Gordon Brown calls for new International Anti-Corruption Court to punish Putin
Former Prime Minister, Gordon Brown, has called for the creation of an International Anti-Corruption Court to make “provision for the extraterritorial punishment of corrupt leaders of countries such as Russia”.
Writing in The Times today, Mr Brown said Vladimir Putin should be brought to justice for his “looting of Russia’s resources” in addition to his crimes of aggression.
He says: “Putin acts without fear of consequences because historically he has not faced them. His control over the police and prosecutors including the courts prevents Russian law from being enforced.
“But until now he has also been able to act with impunity because in the world’s financial centres including London bankers, accountants, lawyers, estate agents and PR advisers, who, knowing perfectly well they are covering up crimes, have been willing to use every loophole in domestic and international law to offer his cabal safe havens.”
The new court would “intervene where domestic law has not or cannot act against misappropriation of a country’s wealth, and to punish, deter and diminish corruption whenever a nation fails to enforce their own criminal laws against corrupt leaders”.
Mr Brown writes that proof that Russia is a kleptocracy was revealed in the Panama and Pandora papers and that it is believed that rich Russians in Mr Putin’s inner circle have moved at least half of their wealth out the country through “companies registered in the Channel Islands, British Virgin Islands or other UK dependent territories”.

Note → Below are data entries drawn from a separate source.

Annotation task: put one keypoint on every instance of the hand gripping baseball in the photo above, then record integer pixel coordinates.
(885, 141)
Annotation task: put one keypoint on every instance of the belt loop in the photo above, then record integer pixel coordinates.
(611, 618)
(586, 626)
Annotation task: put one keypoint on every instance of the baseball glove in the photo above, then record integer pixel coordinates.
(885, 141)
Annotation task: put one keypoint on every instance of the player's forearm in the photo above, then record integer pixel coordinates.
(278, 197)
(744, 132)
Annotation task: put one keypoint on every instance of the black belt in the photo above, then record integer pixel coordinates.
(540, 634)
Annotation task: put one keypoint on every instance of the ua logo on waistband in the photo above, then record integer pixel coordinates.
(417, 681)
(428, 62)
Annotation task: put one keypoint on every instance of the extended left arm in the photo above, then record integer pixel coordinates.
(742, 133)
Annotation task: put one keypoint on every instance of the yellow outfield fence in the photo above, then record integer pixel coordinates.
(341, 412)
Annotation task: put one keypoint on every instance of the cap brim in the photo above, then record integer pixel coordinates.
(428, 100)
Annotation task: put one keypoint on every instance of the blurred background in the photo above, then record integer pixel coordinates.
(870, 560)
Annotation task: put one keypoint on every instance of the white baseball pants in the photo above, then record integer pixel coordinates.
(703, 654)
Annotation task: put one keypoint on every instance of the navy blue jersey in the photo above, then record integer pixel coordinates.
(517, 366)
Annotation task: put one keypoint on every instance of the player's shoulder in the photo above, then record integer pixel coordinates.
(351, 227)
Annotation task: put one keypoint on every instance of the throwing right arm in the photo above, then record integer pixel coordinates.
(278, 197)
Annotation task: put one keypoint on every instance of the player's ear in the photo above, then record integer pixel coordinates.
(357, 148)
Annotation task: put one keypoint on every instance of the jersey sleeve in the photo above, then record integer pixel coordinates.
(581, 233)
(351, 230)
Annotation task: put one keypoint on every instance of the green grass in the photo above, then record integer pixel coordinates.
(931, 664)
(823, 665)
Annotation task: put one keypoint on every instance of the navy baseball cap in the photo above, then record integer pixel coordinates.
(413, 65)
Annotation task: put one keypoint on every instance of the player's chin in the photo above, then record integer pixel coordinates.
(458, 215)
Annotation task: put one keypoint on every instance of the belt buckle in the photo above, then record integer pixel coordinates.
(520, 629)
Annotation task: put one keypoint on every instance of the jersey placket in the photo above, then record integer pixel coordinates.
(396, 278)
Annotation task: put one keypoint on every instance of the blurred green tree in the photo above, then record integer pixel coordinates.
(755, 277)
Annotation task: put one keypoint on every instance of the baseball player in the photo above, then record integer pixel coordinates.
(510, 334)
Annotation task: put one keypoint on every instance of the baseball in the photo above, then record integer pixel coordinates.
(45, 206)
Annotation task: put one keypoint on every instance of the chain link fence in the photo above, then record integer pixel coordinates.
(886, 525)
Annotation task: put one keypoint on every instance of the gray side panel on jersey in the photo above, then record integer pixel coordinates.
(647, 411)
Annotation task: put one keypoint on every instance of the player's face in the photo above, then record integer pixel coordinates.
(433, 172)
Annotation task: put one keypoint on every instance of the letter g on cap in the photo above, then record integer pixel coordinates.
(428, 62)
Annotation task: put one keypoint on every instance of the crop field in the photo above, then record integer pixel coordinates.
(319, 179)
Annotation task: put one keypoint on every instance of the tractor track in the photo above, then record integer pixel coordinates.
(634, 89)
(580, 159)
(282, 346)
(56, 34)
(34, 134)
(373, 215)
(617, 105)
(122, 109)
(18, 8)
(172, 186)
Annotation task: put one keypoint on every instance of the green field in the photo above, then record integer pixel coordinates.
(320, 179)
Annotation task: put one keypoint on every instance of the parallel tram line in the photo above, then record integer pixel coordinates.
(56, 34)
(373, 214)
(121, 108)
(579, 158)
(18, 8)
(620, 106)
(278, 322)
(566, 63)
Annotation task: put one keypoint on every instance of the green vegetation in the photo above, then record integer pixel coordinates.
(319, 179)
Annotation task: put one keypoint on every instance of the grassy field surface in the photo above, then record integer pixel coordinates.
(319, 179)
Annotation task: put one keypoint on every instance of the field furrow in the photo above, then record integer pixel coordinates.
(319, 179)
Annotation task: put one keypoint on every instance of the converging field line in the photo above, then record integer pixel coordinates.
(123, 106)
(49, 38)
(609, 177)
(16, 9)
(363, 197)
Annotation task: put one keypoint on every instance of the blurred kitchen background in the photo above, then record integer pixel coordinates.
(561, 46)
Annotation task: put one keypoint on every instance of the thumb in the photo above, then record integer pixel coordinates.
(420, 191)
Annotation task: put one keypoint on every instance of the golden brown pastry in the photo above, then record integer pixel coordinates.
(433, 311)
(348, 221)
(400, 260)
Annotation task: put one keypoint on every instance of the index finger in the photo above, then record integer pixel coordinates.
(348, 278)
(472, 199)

He concludes: “In our divided fractured protectionist world an IACC may be seen as an unrealisable dream and some may call it a fool’s errand, but in recent years, against the odds, pioneering leaders have made what was dismissed as impossible possible — repairing the ozone layer in the 1980s, creating a joint US-Russian international space station in the 1990s, writing off African debt after 2000, and banning land mines and negotiating the Paris climate change treaty in the first two decades of this still-young century — and, despite the rise of nationalism, protectionism and great power competition, we have been able to create an International Criminal Court to punish war criminals.”